Howard Marks is founder and chief scientist at DeepStorage LLC, a storage consultancy and independent test lab. In this expert interview for SearchStorage, Marks tackled seven questions related to using cloud storage, ranging from the value of service-level agreements to determining which applications are truly a good fit at a time when many IT administrators are considering going beyond backup and moving primary data and business applications to the cloud.
Much has been made of cloud storage moving beyond backup to other use cases. Can you name a few examples of other types of data or applications that are well suited for using cloud storage?
Howard Marks: I like using the really low-cost cloud storage services, like Amazon Glacier and Fujifilm's Permivault, for archives. Run an archiving app like Metalogix Archive Manager or Symantec's Enterprise Vault, keep the index in-house for fast queries, and keep the data out in the cloud where it's someone else's problem to maintain.
The second example is using a cloud storage gateway like TwinStrata or Microsoft's StorSimple as primary storage that backs itself up to the cloud. These appliances use local storage, sometimes SSDs [solid-state drives] as a cache; if the cache is large enough, you can keep working even if the Internet connection went down.
But my favorite cloud storage application is the global file system that a network of Nasuni or Panzura appliances creates. Connect a dozen offices with these appliances, and the whole cluster acts like a single file server. Video created in LA can be read and have its common gateway interface applied in San Francisco and viewed by the investors in New York like they were all local files.
Let's say you're ready to start using cloud storage beyond backup. What is the best way to evaluate other data to see if it's a good fit for cloud storage?

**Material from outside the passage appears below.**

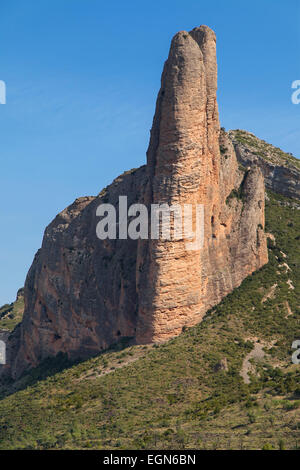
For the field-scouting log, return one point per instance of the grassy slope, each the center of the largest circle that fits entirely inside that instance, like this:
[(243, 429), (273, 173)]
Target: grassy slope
[(265, 150), (171, 396)]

Marks: I like to think of it like this: What function do I want the cloud to give me? A place to put data without worrying about how to manage it? Remember that accessing data over the Internet introduces a lot of latency; that makes it appropriate for backups or file sync-and-share, but not for direct access by databases.
As an off-site backup and [DR] disaster recovery solution? With the right gateway, the cloud can act as real-time backup and disaster recovery for just about any application or remote office.

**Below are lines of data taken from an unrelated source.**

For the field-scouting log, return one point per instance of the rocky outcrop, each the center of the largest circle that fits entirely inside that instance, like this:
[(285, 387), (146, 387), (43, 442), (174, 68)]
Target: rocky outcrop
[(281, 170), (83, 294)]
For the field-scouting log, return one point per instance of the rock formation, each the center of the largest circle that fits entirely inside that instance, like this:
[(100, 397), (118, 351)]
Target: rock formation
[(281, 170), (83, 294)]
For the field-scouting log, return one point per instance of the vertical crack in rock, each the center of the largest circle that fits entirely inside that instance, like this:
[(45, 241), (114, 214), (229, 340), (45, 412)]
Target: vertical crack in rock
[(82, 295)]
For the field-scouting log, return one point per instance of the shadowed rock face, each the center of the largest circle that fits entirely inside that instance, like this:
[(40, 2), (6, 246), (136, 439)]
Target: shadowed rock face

As centralized storage for a global file system? Again, this solution depends on the right gateway -- but the results can be astounding.
Do I have to be using object storage to succeed in placing primary data in the cloud?
Marks: That depends what you mean by using object storage. Do you have to get new applications that write to the S3 [Simple Storage Service], Swift or CDMI [Cloud Data Management Interface] API? No. You can use cloud storage with your existing applications.
You may have to use a gateway of some sort. If your applications are at all latency-sensitive, as all databases would be, make sure the gateway has enough cache to make cache misses rare events.
File sync-and-share offerings are on the rise. Why are these a natural fit for cloud storage?
Marks: In many ways, sync and share is a natural cloud application. First of all, you don't know how popular it's going to be until you turn it on, so [without the cloud] you have to invest in a lot of storage that may not be used for a while. If you use a sync-and-share service like Box, or run your own software and store the data with a public cloud storage service, then you'll only pay for what you use, and your users will be able to get their data from wherever they are. That elasticity is a key advantage of public cloud offerings.
What types of data don't belong in the cloud?
Marks: With most new technologies, we start by recommending that users keep running their mission-critical applications the old way, just in case. Mostly, we're just being careful and limiting our exposure if something should go wrong. The cloud is different; I wouldn't hesitate to recommend Salesforce.com, Outlook.com or other SaaS [Software as a Service] solutions that outsource those mission-critical applications.
I would say that when using cloud storage, with a few gateway-enabled exceptions, it isn't appropriate for most organization's mainline, transactional applications. The latency associated with accessing data across the Internet is just too great, and the cost of truly reliable Internet connections too high, to make cloud storage fast or cheap enough for that.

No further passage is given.